[dns-operations] DNS deluge for x.p.ctrc.cc

Paul Vixie paul at vix.com
Mon Feb 27 04:50:49 UTC 2006


# I guess there are two kinds of amplification - recursive and non-recursive.
# But they both depend on the victim (supposedly) asking a question a lot of
# times.
# 
# Does it make sense that the victim would ask the same question over and
# over?  I.e. would it be practical for a dns server (whether authoritative or
# resolving) to rate-limit its response based on sourcip+query ?

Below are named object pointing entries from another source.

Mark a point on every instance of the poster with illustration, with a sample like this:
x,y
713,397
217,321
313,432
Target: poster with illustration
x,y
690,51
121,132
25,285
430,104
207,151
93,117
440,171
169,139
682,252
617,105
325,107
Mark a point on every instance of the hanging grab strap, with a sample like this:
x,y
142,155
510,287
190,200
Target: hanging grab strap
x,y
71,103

yes and no.  the fact that a requestor isn't caching your responses doesn't,
by itself, justify withholding those responses.  especially negative responses,
since negative caching is optional.  but even positive caching is sometimes
impractical, like in embedded device controllers.  or someone could be doing
a lot of caching that you're not seeing, and you could see repeat queries due
to normal LRU expiry of a very hot very busy caching forwarder.  in short, we
can't just not answer because we think someone should've paid more attention
to what we said last time they asked the identical question.

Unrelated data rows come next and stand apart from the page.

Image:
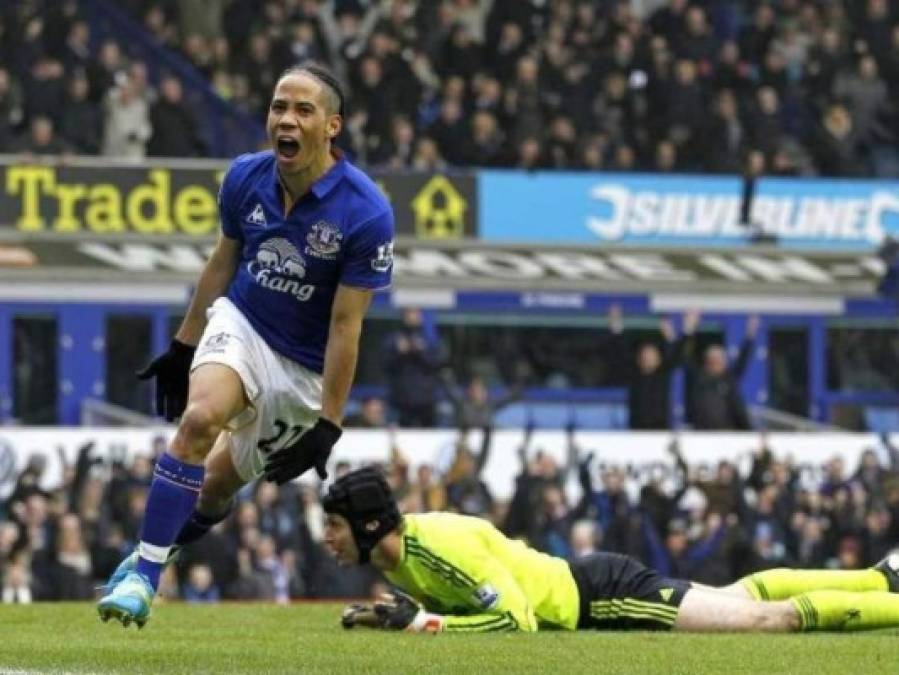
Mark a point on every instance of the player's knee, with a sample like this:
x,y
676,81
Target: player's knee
x,y
199,428
212,503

but wait, it gets better.  if you want to rate-limit, like for example you'd
like to limit each source-ip to a DSL's worth of query traffic just on the
principle that "you've gotta draw the line SOMEWHERE", then you've got to hold
some flow state.  that will have to be in non-moving-part storage, which will
likely have some kind of cache in front of it.  the number of buckets you're
willing to keep (containing state information) and the size of the cache you
can put in front of those buckets (letting your CPU run at full speed) are
"discoverable parameters" that an attacker can measure or at least estimate,
and then attack by sending enough flows (not all of them toward a victim, some
are just noise to mix up the signal) to keep you from being able to remember
enough "flow state" information, or access it fast enough through your cache,
to be able to keep from doing the harmful thing they want you to do, or to keep
doing the beneficial thing they don't want you to do, or whatever.

if you get past all those hurdles, either with massive overprovisioning, good
random number based behaviour that makes your parameters hard to guess, or
faster-than-light technology that blows away all known obstacles, then you'll
still have a rate at which you're willing to answer.  that rate is enough, if
you're one of 122K (or 580K or 1M or whatever) recursive name servers with
similar rate limits, each able to send a trickle of larger-than-the-query
responses (whether 512B or 1500B or 4KB in size) toward the victim.

so even if you could get the set of people running open recursive AND authority
servers to all deploy perfect unassailable rate limiting (which to me sounds
as hard or harder than getting the whole internet to deploy BCP38), any single
name server will still be smashable by any russian mobster or angry teenager
using trivial and undetectable methods.

the only hint of a solution i've seen in all this so far is automated shunning
of known-open-recursive + known-recent-abused name servers, in order to push
these attacks toward other UDP-based services like (authority name servers)
which are more limited in number and thus may be a more tractible battlefield.